Cardiff City are still on the Wembley trail after striking twice in stoppage time to beat their Championship rivals Leicester City 4-2.
Cardiff were forced to make four changes from the side that beat Bristol City mainly through injuries and illness. Gavin Rae, Aaron Wildig and Aaron Matthews were all unfit, while Anthony Gerrard escaped his one-match suspension to displace Gabor Gyepes at the centre of defence.
The visitors pushed the Bluebirds back in the opening stages and Martyn Waghorn and Dany N'Guessan both blasted high and wide when well placed.

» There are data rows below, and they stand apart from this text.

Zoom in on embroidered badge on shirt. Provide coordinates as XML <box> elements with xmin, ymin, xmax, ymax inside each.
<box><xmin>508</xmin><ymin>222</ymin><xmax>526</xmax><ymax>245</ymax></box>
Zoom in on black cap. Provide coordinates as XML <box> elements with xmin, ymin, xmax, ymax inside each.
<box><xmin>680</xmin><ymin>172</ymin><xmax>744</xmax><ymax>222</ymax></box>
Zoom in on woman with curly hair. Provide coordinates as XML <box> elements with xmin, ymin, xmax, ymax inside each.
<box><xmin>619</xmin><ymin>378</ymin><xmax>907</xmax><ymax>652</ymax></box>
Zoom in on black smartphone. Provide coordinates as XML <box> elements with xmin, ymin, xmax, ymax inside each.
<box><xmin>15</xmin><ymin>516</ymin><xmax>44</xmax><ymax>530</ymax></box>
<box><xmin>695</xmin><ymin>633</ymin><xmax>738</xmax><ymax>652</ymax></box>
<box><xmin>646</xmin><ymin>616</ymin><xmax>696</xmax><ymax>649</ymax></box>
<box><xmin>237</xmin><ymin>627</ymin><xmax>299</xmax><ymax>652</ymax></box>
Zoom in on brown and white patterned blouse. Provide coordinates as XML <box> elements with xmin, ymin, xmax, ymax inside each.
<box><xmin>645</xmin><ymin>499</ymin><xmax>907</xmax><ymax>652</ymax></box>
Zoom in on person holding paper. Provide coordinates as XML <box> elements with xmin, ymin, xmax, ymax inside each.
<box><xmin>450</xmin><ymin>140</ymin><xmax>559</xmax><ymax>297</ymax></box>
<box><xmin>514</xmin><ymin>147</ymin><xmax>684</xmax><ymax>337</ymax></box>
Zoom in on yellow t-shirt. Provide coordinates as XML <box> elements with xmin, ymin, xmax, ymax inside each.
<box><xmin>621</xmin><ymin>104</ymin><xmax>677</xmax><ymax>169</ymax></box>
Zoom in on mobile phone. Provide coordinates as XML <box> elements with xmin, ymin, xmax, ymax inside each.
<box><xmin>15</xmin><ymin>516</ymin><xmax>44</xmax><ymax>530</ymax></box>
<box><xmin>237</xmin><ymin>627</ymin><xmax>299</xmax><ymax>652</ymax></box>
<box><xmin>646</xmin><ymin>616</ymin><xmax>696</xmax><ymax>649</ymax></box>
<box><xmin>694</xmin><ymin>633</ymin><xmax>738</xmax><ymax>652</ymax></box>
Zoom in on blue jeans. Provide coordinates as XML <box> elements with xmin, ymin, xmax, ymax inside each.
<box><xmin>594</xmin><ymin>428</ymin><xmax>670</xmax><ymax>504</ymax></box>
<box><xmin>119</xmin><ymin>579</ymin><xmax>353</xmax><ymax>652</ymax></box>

Clever play by Jay Bothroyd won Cardiff's first corner after 15 minutes and Joe Ledley had the ball in the net only to be whistled up for offside.
The Bluebirds were not to be denied and when Ledley passed out wide to Michael Chopra in the 17th minute, his pinpoint cross was met by a diving Bothroyd who headed into the roof of the net for his eighth goal of the season.
A free-kick by Paul Gallagher led to an equaliser for the Foxes in the 34th minute. His high ball into the danger area was met by a glancing header from Michael Morrison to wrongfoot David Marshall in the home goal.
Five minutes later the Foxes went ahead when a Waghorn through ball was met by N'Guessan who muscled past Paul Quinn before prodding home from close range.
There were no changes at the interval and Leicester came out strongly forcing the Bluebirds back on defence.
In a rare breakaway on the hour, a Chopra shot was beaten out by Chris Weale to Ross McCormack but he was unable to keep his snap shot down.
Chris Burke replaced Quinn in the 61st minute with Darcy Blake switching to full-back.
City levelled in the 72nd minute from a set-piece. Blake won a free-kick wide on the right and Peter Whittingham fired over a deep cross that went straight into the Leicester net to make it a staggering 17 goals for the midfielder.
Marshall made a superb double save from a Leicester corner with ten minutes remaining and in the goalmouth scramble that followed, Bothroyd was injured and needed treatment.
Just as a replay looked likely, Burke popped up to drive home in the 90th minute and the cheers had hardly died down when McCormack was on hand to net his first goal of the season to put Cardiff in the fifth round draw.